Par le Colonel Major (R) Mohamed Ahmed (*)
Medahmed482002@yahoo.fr

I – Une armée à l’esprit républicain

Depuis sa création en 1956 l’Armée Tunisienne a été maintenue hors du champ politique. Bourguiba, premier Président de la République et Commandant en chef des Forces Armées a toujours considéré que la Tunisie n’avait pas besoin de se doter d’une Armée nombreuse et bien équipée à l’instar des pays voisins. Mais cette Armée a toujours eu un excellent encadrement formé d’Officiers compétents issus des prestigieuses écoles militaires occidentales.

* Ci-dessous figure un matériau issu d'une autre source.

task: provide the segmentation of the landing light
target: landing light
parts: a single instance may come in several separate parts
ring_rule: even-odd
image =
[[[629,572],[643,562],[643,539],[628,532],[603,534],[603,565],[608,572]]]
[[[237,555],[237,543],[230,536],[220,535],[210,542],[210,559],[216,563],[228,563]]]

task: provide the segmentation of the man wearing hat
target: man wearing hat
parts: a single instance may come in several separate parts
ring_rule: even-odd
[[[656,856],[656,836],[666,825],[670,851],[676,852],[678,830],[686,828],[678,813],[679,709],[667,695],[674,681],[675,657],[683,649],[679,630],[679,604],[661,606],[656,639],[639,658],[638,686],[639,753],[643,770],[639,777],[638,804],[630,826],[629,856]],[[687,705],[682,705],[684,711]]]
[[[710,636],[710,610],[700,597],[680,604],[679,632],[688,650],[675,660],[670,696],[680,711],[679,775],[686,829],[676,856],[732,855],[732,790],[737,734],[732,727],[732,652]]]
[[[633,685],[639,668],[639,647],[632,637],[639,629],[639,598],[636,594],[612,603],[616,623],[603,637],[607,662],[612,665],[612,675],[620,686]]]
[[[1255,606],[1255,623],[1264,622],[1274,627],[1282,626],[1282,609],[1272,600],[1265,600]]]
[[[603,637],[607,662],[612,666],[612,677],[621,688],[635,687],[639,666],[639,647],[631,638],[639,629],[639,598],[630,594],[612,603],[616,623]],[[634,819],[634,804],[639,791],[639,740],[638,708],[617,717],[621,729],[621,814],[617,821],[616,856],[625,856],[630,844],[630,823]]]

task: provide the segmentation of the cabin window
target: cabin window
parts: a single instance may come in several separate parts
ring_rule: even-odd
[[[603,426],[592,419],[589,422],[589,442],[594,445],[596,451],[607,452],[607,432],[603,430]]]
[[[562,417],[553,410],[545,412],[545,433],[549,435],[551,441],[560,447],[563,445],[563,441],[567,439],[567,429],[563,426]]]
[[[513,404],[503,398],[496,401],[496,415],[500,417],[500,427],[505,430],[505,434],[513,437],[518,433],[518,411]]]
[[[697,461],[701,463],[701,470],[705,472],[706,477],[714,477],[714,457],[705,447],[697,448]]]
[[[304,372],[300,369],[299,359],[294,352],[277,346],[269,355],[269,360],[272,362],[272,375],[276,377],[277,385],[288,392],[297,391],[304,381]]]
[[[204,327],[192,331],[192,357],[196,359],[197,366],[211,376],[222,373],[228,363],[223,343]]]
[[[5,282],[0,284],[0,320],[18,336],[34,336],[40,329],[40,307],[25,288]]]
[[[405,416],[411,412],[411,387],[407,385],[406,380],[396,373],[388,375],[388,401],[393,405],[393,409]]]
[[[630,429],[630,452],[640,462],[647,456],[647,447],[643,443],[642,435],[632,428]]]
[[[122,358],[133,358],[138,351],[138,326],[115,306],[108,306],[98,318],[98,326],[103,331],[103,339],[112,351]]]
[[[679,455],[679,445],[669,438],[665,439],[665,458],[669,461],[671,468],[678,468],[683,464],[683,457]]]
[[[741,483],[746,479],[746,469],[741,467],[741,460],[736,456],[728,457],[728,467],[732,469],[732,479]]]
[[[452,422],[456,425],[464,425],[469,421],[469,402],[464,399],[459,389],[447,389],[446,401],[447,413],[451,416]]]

Ben Ali, lui-même issu des rangs de l’Armée, mais sans compétence particulière, a souvent montré une certaine suspicion à l’égard de l’Institution militaire. Cette suspicion l’a poussé à favoriser l’appareil sécuritaire représenté par le Ministère de l’Intérieur (Sûreté nationale, Sûreté de l’Etat) au détriment de l’Armée nationale.

Durant la décennie 1990, l’Institution militaire a été marginalisée, humiliée, voire même purgée de ses meilleurs éléments, dans la fameuse affaire du complot présumé de « Barraket Essahel 1991». Deux cent quarante quatre (244) militaires de tous grades ont été arrêtés et torturés dans les locaux du Ministère de l’Intérieur, avec la complicité du Commandement militaire

Près du tiers des victimes innocentes furent déférées devant le tribunal militaire. Elles ont écopé de lourdes peines allant jusqu’à 16 ans de prison pour un crime qui n’a jamais existé. Cette opération fut une véritable « décapitation » de l’Armée, selon l’expression de l’ancien ministre de la défense nationale de l’époque, Habib Boularès. D’autres militaires, ont été également expulsés de l’Armée, sans autre forme de procès, avant et après l’affaire de « Barraket Essahel »

Mais sous Bourguiba, la Grande Muette, bien qu’elle fût toujours cantonnée dans un rôle discret, loin des lumières, s’est vue impliquée à plusieurs reprises, dans des missions de maintien de l’ordre pour sauver le régime :

– Le 26 Janvier 1978 : La grève générale lancée par la centrale syndicale UGTT, et la sanglante répression qui s’en est suivie.
– Le 26 Janvier 1980 : les événements de Gafsa : une insurrection armée menée par des opposants tunisiens soutenus par le régime de Kaddafi.
– Décembre 1983-Janvier 1984 : les émeutes du pain.

Lors de ces événements, le Pouvoir était sérieusement entamé et l’Armée tunisienne a rempli sa mission en respectant la légalité. Une fois la mission remplie et la situation rétablie, l’Armée a rejoint ses casernements.

Cette tradition d’une armée républicaine qui reste éloignée des tentations du pouvoir, lui a valu le respect et l’admiration du peuple tunisien.

II – Rôle durant la révolution

Après la fuite de Ben Ali le 14 Janvier 2011, beaucoup d’observateurs pensaient que l’Armée tunisienne avait joué un rôle majeur dans la chute du régime. En fait, la chute de Ben Ali a été précipitée par la révolte populaire grandissante alimentée par le nombre de victimes tombées sous les balles de la police dans diverses régions du pays : Centre Ouest, Sahel, Sud, Tunis, Bizerte…etc. Ce qui a donné à cette révolte un caractère général.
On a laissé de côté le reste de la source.